At the start of this, when other countries were affected first and showed us the way, the prime minister instead ducked the difficult decision, and he locked down too late. In September, when the experts of SAGE recommended a second lockdown, Johnson ignored their advice and only ordered a lockdown weeks later. And now he’s done it again. Waiting until the death rate rockets, before acting.

And now he hides behind brilliant scientists and the NHS. Hoping that their new vaccines can come and save his skin.
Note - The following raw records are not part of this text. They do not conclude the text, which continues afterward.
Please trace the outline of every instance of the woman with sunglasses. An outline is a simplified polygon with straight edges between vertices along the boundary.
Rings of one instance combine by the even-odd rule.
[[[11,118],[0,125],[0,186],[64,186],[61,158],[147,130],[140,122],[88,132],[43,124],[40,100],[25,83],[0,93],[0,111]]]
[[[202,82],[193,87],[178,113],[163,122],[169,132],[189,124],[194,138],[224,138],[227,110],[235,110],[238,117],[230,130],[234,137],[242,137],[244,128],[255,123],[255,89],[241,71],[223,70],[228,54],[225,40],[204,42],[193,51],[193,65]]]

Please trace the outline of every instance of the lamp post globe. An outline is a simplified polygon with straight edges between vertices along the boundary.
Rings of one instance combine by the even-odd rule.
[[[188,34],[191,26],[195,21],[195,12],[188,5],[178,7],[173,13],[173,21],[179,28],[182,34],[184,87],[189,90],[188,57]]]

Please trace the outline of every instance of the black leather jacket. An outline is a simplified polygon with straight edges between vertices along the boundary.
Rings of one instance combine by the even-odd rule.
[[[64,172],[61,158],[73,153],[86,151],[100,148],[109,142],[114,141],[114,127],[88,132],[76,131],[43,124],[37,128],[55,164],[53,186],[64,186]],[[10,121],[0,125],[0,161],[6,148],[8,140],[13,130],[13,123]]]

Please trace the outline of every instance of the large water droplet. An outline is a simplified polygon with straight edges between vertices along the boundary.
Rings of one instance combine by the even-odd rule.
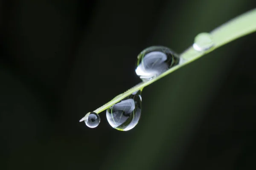
[[[129,130],[138,123],[141,113],[141,91],[125,97],[107,110],[107,119],[116,129]]]
[[[214,43],[211,35],[207,32],[198,34],[195,38],[193,47],[198,51],[208,50],[213,47]]]
[[[143,81],[154,78],[179,64],[178,54],[167,47],[153,46],[138,55],[136,74]]]
[[[90,128],[94,128],[98,126],[100,122],[100,117],[99,114],[94,112],[89,112],[85,116],[87,119],[84,120],[85,125]]]

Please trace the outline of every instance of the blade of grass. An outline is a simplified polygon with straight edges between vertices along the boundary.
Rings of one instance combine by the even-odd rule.
[[[111,101],[96,109],[94,112],[99,113],[108,108],[132,93],[142,90],[145,87],[172,73],[180,68],[188,64],[213,50],[233,40],[256,31],[256,8],[248,11],[214,29],[210,33],[214,42],[214,46],[209,50],[199,52],[194,50],[192,46],[180,54],[183,61],[172,68],[158,77],[146,82],[142,82],[114,98]],[[84,120],[86,116],[80,122]]]

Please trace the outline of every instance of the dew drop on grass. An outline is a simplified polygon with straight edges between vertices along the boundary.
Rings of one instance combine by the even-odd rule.
[[[107,119],[114,128],[127,131],[138,123],[141,113],[141,91],[138,91],[107,109]]]
[[[147,48],[140,53],[137,58],[135,72],[143,81],[156,77],[180,62],[178,54],[162,46]]]
[[[207,32],[199,34],[195,38],[193,48],[198,51],[207,51],[214,45],[211,35]]]
[[[90,128],[98,126],[100,122],[100,117],[99,114],[94,112],[89,112],[85,116],[87,118],[84,120],[85,125]]]

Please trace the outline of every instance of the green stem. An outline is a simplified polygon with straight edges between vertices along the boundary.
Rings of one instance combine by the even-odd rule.
[[[139,90],[142,90],[144,87],[206,54],[233,40],[255,31],[256,31],[256,8],[237,17],[212,30],[210,34],[214,42],[214,46],[210,50],[205,52],[200,52],[195,50],[192,46],[190,47],[180,55],[180,58],[184,60],[184,62],[170,68],[154,79],[137,84],[124,93],[116,96],[110,102],[96,109],[93,112],[99,113],[134,92]],[[84,116],[80,121],[81,122],[85,119],[86,116]]]

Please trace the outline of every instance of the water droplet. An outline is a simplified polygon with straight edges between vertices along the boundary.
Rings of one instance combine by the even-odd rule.
[[[98,126],[100,122],[100,117],[99,114],[94,112],[89,112],[85,116],[87,116],[84,120],[85,125],[90,128],[94,128]]]
[[[193,47],[195,50],[203,51],[213,47],[214,43],[211,35],[207,32],[198,34],[195,38]]]
[[[107,110],[107,119],[116,129],[127,131],[138,123],[141,113],[141,91],[134,92]]]
[[[141,51],[137,58],[135,72],[143,81],[155,78],[180,61],[178,54],[162,46],[148,47]]]

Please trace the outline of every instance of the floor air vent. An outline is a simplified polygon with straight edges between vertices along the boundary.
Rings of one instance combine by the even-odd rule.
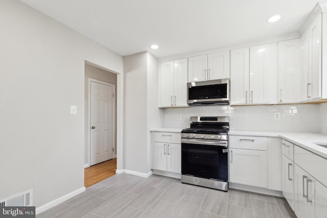
[[[33,205],[33,189],[0,200],[0,207],[23,207]]]

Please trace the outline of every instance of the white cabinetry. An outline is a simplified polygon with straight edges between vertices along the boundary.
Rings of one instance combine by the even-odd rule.
[[[287,141],[282,141],[282,186],[283,194],[294,210],[294,145]]]
[[[327,160],[294,146],[294,211],[298,218],[322,218],[327,214]],[[323,170],[323,169],[322,169]]]
[[[321,98],[322,15],[318,15],[301,37],[302,101]]]
[[[298,103],[301,93],[300,39],[278,43],[278,102]]]
[[[189,58],[189,82],[229,78],[229,51]]]
[[[229,137],[229,181],[267,187],[266,137]]]
[[[188,60],[160,63],[159,107],[187,106]]]
[[[272,62],[277,55],[276,49],[272,52],[273,44],[276,46],[266,44],[231,51],[231,104],[270,103]]]
[[[180,133],[153,132],[153,169],[181,173],[180,138]]]

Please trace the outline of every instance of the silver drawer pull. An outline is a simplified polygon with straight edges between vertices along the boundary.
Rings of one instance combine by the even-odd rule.
[[[243,139],[243,138],[241,138],[240,139],[240,141],[254,141],[255,140],[255,139]]]

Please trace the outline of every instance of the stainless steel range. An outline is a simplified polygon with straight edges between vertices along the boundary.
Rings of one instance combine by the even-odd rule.
[[[228,116],[191,116],[182,130],[181,182],[228,189]]]

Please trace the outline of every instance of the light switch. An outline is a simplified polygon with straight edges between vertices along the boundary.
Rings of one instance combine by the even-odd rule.
[[[71,114],[77,114],[77,106],[71,105]]]

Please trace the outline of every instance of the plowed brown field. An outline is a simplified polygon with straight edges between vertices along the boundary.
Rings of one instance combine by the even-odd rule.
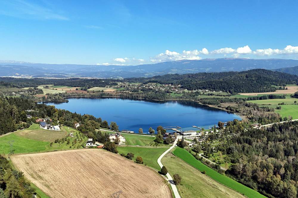
[[[172,197],[166,181],[150,168],[99,149],[15,155],[15,165],[53,197]]]

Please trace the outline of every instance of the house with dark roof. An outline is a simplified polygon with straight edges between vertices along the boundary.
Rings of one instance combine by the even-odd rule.
[[[39,126],[41,128],[44,129],[46,129],[46,123],[45,122],[42,122],[39,123]]]
[[[88,139],[87,143],[86,143],[86,146],[91,147],[93,146],[93,139],[92,138]]]

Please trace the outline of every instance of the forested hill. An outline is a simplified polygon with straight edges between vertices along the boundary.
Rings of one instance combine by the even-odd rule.
[[[298,76],[263,69],[243,72],[168,74],[149,78],[127,78],[131,81],[181,85],[189,90],[198,89],[222,91],[230,93],[274,91],[272,85],[284,86],[297,84]]]
[[[276,70],[275,71],[291,74],[298,75],[298,66],[292,67],[291,67],[280,68]]]

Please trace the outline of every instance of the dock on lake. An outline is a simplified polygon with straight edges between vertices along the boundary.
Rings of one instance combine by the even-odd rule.
[[[199,129],[201,129],[201,130],[202,130],[202,129],[201,128],[200,128],[199,127],[197,127],[196,126],[191,126],[193,127],[194,127],[195,128],[197,128]]]

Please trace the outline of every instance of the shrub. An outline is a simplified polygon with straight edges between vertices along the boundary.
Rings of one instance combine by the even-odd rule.
[[[134,154],[130,152],[127,153],[127,155],[125,156],[125,157],[129,159],[132,159],[132,158],[134,157]]]
[[[178,174],[174,174],[173,175],[173,180],[176,185],[178,185],[181,182],[181,177]]]
[[[136,162],[138,164],[143,164],[143,159],[141,157],[138,156],[136,158]]]
[[[162,168],[160,170],[160,172],[162,173],[162,174],[164,175],[167,175],[167,169],[166,167],[164,166],[162,166]]]

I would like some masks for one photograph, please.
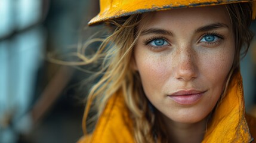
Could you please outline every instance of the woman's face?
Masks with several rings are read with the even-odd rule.
[[[173,121],[196,123],[212,111],[226,84],[235,39],[224,6],[142,15],[134,69],[151,103]]]

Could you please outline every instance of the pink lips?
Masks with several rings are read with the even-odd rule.
[[[168,97],[180,104],[190,105],[198,101],[205,92],[196,90],[180,91]]]

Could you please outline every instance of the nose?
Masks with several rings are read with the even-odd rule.
[[[177,52],[175,56],[175,77],[179,80],[189,81],[197,77],[198,67],[196,54],[193,49]]]

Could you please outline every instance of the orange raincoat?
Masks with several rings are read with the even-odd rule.
[[[122,93],[113,96],[91,135],[79,143],[135,142],[132,120]],[[236,73],[217,108],[202,142],[255,142],[256,119],[245,114],[242,77]]]

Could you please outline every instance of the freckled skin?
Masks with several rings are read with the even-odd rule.
[[[234,59],[235,40],[225,7],[158,11],[146,16],[143,15],[146,18],[139,29],[164,29],[174,35],[164,36],[169,45],[162,50],[152,50],[143,43],[155,33],[140,36],[134,48],[134,67],[147,98],[171,121],[195,123],[205,119],[224,89]],[[229,26],[209,31],[224,35],[224,39],[214,45],[200,42],[206,32],[195,30],[213,23]],[[206,92],[192,105],[179,104],[168,96],[179,90],[189,89]]]

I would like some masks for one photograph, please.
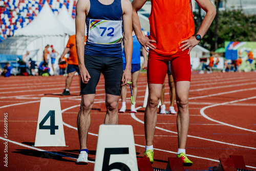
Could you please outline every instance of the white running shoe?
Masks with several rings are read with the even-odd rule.
[[[126,110],[126,106],[122,106],[122,108],[119,110],[119,113],[124,113],[125,112],[125,110]]]
[[[165,114],[165,105],[162,105],[160,106],[160,114]]]
[[[175,111],[175,110],[174,109],[174,106],[170,106],[170,113],[171,114],[175,115],[177,114],[176,111]]]
[[[132,104],[131,106],[131,113],[137,113],[137,111],[135,109],[135,104]]]
[[[76,164],[88,164],[88,154],[86,151],[81,151],[76,160]]]

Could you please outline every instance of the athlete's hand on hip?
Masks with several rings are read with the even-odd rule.
[[[125,69],[122,77],[122,84],[121,86],[128,86],[127,81],[132,81],[132,72],[131,70]]]
[[[81,67],[79,68],[80,77],[82,82],[84,83],[88,83],[91,76],[90,76],[88,71],[86,69],[85,67]]]
[[[188,53],[189,54],[192,49],[197,46],[200,41],[197,40],[195,36],[191,36],[189,38],[181,41],[181,45],[182,45],[181,47],[180,47],[180,49],[183,48],[182,51],[184,51],[187,49],[188,49]]]
[[[150,51],[147,50],[147,48],[151,49],[152,50],[155,50],[156,49],[156,47],[152,45],[151,43],[156,43],[156,41],[154,40],[150,39],[149,36],[147,37],[142,37],[139,39],[138,39],[140,45],[144,47],[144,49],[147,52]]]
[[[142,68],[145,70],[147,69],[147,61],[144,61],[143,64],[142,64]]]

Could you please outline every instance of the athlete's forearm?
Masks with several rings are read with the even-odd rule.
[[[79,68],[84,66],[84,31],[86,29],[86,5],[84,1],[78,1],[76,8],[76,47]]]
[[[130,37],[124,39],[123,49],[125,56],[125,69],[132,69],[132,57],[133,54],[133,39]]]
[[[197,33],[200,35],[201,37],[203,37],[214,20],[216,14],[216,10],[212,4],[208,0],[196,0],[196,1],[202,9],[206,12],[206,15],[204,17],[203,23]]]
[[[133,27],[138,40],[140,39],[143,36],[141,32],[138,11],[143,7],[146,2],[146,0],[134,0],[132,3],[133,6]]]
[[[133,8],[130,1],[123,1],[122,7],[123,10],[123,49],[125,56],[125,70],[132,69],[132,55],[133,54],[133,23],[132,22]]]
Don’t get me wrong. It’s great we do at last have some hope. Everyone needs to get behind the vaccine rollout. Roll up our sleeves to work and to be vaccinated, when our turn comes. Let the whole country come together to save lives.

But as we all do that, let’s remember that our prime minister must be held to account for his disastrous failure of leadership during this pandemic. That has led to the United Kingdom suffering more deaths from Covid proportionally than even president Donald Trump’s America.

The independent inquiry into the government’s handling of this pandemic he promised me back in July in the House of Commons can’t come soon enough.